Bulk exports. The API cursor pagination works, but iterating through tens of thousands of results in a single script means handling retries, rate-limit backoff, and cursor state yourself. The scraper handles all of this and writes results to a structured dataset.

Scheduled monitoring. If you want to watch for new opinions mentioning a company name or legal doctrine, you need a scheduled job that polls for new results since a given date. That is infrastructure you would otherwise build and maintain yourself.

Structured JSON without cleanup. The scraper normalizes the docket/cluster/opinion hierarchy into flat rows that are immediately usable in a dataframe or database without traversing nested objects.

No-code environments. If your legal team wants to pull data into Airtable or Google Sheets without writing Python, the scraper’s dataset output connects directly via Apify’s HTTP API.

Use Cases

Litigation intelligence. Track all new opinions mentioning a competitor, a patent number, or a regulatory topic. Set up scheduled runs and pipe results into a Slack notification or CRM.

Contract clause research.
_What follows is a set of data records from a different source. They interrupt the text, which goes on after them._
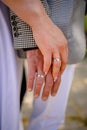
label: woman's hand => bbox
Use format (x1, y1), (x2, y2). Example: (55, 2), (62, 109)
(27, 49), (61, 100)
(32, 15), (68, 80)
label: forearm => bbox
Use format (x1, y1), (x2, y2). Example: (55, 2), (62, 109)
(3, 0), (46, 27)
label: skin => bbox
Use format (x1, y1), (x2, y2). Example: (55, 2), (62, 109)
(27, 49), (61, 100)
(3, 0), (68, 97)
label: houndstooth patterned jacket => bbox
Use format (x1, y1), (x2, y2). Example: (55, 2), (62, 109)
(10, 0), (86, 64)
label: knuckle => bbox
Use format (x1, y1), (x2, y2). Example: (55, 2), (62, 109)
(37, 80), (42, 86)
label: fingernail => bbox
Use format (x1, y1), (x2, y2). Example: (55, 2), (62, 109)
(34, 94), (38, 98)
(27, 88), (32, 92)
(54, 77), (57, 82)
(42, 97), (47, 101)
(45, 72), (47, 75)
(52, 93), (56, 96)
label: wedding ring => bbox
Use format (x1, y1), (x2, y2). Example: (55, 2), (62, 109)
(53, 57), (61, 62)
(36, 73), (45, 78)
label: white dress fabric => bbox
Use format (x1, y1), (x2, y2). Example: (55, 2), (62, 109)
(0, 2), (19, 130)
(0, 2), (74, 130)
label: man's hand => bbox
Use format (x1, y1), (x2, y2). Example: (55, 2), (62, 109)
(27, 49), (61, 100)
(3, 0), (68, 80)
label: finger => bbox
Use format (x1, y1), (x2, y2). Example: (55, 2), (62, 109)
(27, 64), (36, 91)
(42, 71), (53, 100)
(43, 52), (52, 75)
(34, 72), (44, 98)
(51, 74), (61, 96)
(60, 49), (68, 73)
(52, 52), (61, 82)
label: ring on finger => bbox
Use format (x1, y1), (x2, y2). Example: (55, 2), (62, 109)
(53, 57), (61, 62)
(36, 73), (45, 78)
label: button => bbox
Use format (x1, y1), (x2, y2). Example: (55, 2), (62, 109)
(11, 15), (16, 20)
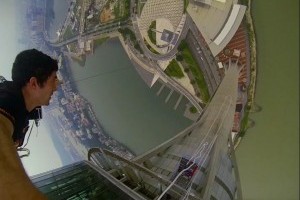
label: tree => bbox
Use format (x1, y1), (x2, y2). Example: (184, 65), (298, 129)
(176, 54), (183, 61)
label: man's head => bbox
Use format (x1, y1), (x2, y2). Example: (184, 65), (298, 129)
(12, 49), (58, 87)
(12, 49), (59, 111)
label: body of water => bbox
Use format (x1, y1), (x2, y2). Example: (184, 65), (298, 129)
(237, 0), (299, 200)
(71, 38), (191, 154)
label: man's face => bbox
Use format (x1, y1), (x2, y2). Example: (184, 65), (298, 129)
(39, 72), (59, 106)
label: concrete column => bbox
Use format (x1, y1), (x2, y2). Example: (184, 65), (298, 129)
(156, 84), (165, 96)
(165, 89), (174, 103)
(174, 94), (182, 110)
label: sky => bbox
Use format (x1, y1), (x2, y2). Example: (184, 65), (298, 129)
(0, 0), (62, 176)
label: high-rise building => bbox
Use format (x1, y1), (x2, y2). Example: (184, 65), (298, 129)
(32, 61), (242, 200)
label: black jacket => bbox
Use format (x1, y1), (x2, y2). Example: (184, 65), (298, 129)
(0, 81), (30, 146)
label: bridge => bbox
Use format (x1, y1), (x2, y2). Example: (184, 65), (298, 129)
(88, 59), (241, 200)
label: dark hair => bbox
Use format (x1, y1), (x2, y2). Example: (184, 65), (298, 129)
(11, 49), (58, 87)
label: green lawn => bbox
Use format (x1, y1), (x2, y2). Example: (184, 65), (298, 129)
(178, 40), (210, 103)
(165, 59), (184, 78)
(148, 20), (156, 45)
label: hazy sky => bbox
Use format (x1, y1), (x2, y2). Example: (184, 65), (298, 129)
(0, 0), (62, 175)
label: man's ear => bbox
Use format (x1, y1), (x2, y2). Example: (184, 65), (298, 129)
(28, 77), (39, 88)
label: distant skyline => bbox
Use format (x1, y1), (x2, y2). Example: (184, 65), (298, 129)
(0, 0), (62, 176)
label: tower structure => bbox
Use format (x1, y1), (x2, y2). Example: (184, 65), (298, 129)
(33, 61), (242, 200)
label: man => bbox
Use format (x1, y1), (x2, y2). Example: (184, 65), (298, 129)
(0, 49), (59, 200)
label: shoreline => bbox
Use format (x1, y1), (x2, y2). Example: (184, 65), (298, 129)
(246, 0), (257, 109)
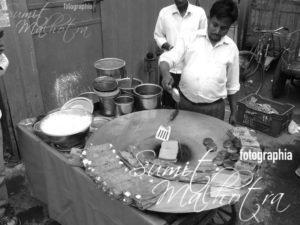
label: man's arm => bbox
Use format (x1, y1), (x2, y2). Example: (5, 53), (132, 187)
(228, 93), (237, 125)
(159, 37), (185, 92)
(226, 48), (240, 125)
(154, 10), (173, 51)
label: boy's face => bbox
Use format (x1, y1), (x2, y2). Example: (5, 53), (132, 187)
(174, 0), (188, 8)
(207, 16), (232, 42)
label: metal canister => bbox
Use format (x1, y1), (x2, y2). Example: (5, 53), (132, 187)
(94, 88), (120, 116)
(94, 58), (126, 79)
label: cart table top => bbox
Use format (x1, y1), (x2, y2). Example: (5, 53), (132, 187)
(87, 109), (251, 213)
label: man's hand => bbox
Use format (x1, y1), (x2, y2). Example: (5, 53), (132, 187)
(161, 42), (173, 51)
(161, 74), (174, 93)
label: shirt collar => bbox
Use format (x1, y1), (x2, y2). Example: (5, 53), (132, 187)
(197, 29), (229, 47)
(172, 2), (192, 15)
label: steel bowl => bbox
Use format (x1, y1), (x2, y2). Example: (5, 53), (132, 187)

Pull opinions where courts have interpreted specific contract language. Feed the opinion text into an LLM to extract how courts rule on particular clause types across jurisdictions.

Legal RAG systems. Build a retrieval-augmented generation system over case law. Index opinion text into a vector database, then let users query in plain English and retrieve relevant precedents with citations.

Regulatory monitoring. Track how federal district and circuit courts are ruling on a specific regulatory regime. Useful for compliance teams watching litigation trends in their industry.

Academic research. CourtListener is used by legal scholars for empirical analysis: how sentencing patterns shift over time, how often circuit courts reverse district courts, how citation networks evolve.

The combination of free access, a documented REST API, and 10 million documents makes CourtListener one of the most underused data sources in the legal intelligence space. The data model takes 30 minutes to internalize. After that, the limits are computational, not access-related.